Während die vier Verse der zweiten Strophe jeweils mit einem weiblichem Auftakt beginnen und in einer weiblichen Katalexe enden (bis auf Vers 4), kann ich in den anderen zwei Strophen kein gewisses Muster finden.
Die Silbenanzahl der Verse ist nicht isomorph.
Reime lassen sich folgende finden:

Zitat:
bleib doch und sag mir
was ich nicht wissen will
bleib und sprich über
das was war vor der zeit

komm und erzähl mir
von all diesen jahren
ich mag es nicht hören
und bin doch bereit

bitte bleib und sag mir
dass nur noch das jetzt zählt
im heute und hier
ist unsere zeit
abcd
aeed
afgd

Generell würde ich sagen, das Gedicht wurde im Vers libre geschrieben.

So, genug zur Metrik, nun zu meiner Interpretation:

Zitat:
bleib doch und sag mir
was ich nicht wissen will
bleib und sprich über
das was war vor der zeit
Hier gibt es beinahe nichts zu interpretieren, der Sinn kann wortwörtlich aus dem Text übernommen werden.
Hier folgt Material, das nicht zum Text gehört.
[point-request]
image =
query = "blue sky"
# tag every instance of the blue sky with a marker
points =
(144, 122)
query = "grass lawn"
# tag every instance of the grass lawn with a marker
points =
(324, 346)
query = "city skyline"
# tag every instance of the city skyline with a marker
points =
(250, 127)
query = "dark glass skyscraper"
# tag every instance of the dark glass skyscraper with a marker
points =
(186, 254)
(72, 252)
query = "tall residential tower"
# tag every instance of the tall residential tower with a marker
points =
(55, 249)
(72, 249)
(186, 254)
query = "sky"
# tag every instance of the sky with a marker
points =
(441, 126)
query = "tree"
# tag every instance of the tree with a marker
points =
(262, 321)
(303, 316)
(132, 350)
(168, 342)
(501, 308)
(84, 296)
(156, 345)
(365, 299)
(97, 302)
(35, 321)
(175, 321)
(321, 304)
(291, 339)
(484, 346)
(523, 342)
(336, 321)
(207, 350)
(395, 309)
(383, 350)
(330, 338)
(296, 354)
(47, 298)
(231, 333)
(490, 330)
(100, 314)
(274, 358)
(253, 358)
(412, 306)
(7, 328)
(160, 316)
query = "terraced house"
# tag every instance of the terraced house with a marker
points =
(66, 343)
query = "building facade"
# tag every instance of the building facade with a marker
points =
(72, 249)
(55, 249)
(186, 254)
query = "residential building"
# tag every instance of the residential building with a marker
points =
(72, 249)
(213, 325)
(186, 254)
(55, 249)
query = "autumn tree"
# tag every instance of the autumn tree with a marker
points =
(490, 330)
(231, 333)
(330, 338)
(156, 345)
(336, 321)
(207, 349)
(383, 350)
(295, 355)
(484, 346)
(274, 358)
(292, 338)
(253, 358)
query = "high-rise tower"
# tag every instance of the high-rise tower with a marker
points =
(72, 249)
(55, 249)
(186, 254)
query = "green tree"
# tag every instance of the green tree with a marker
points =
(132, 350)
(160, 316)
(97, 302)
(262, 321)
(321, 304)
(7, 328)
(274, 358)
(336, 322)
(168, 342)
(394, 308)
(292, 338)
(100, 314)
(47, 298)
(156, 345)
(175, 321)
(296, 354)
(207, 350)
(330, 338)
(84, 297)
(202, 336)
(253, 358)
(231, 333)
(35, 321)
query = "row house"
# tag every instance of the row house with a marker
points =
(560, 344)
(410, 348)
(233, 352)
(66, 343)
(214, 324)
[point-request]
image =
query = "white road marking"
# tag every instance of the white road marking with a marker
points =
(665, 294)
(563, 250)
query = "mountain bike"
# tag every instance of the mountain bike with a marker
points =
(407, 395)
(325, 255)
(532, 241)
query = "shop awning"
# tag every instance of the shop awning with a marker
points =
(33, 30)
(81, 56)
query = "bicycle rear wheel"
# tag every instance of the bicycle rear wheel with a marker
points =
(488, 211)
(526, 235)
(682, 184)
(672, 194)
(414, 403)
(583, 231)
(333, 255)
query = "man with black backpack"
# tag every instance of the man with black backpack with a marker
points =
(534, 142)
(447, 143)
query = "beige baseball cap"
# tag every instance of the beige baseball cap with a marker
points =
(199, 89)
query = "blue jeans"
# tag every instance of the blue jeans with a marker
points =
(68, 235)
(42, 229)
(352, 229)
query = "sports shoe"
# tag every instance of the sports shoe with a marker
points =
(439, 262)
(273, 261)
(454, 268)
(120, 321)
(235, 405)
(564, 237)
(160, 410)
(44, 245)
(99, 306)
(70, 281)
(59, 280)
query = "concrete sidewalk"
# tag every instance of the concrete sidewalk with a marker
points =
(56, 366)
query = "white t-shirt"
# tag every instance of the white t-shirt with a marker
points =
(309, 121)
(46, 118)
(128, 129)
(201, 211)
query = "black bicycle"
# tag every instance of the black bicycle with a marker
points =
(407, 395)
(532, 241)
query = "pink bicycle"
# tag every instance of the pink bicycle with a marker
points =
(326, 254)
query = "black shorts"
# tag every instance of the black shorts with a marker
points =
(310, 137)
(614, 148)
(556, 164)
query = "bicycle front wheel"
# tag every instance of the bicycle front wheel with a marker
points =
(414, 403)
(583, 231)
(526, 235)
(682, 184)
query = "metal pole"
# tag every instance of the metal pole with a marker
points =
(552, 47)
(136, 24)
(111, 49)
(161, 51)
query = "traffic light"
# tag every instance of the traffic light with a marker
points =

Vers vier suggeriert lediglich, dass das Li vermutlich früher einmal dem Ld nahe stand.

Zitat:
komm und erzähl mir
von all diesen jahren
ich mag es nicht hören
und bin doch bereit
Strophe zwei schließt an den Sinn des Schlusses der S1 an und erzählt, dass das Li einer Sehnsucht nach diesem gewissen Ld empfindet, die sich jedoch in einer Zwickmühle aus Verlangen und Resignation äußert (V3-4)

Zitat:
bitte bleib und sag mir
dass nur noch das jetzt zählt
im heute und hier
ist unsere zeit
Die Conclusio kommt nicht überraschend. Die Resignation, die in S2V3 geäußert wird, wird hier schnell zurückgenommen und mündet in Verlangen nach dem Ld, Verlangen nach dem Vergessen der gemeinsamen Vergangenheit.

So, mein Resumé:
Ich bin von dem Gedicht eher enttäuscht, die Intention ist zu plausibel und ganz und gar nicht ingeniös, das Metrum ist schwach (Mehrfaches Lesen wird vorausgesetzt, um das Gedicht halbwegs Lesen zu können) und die Reime sind zwar interessant, jedoch nicht überzeugend genug.

Ich habe mich jedoch gerne mit diesem Gedicht befasst, vor allem, weil mir einige Gedichte von dir wirklich gefallen und ich denke, dass ausführliche Kritik vielleicht sogar nützlicher sein könnte als ein kurzes Lob??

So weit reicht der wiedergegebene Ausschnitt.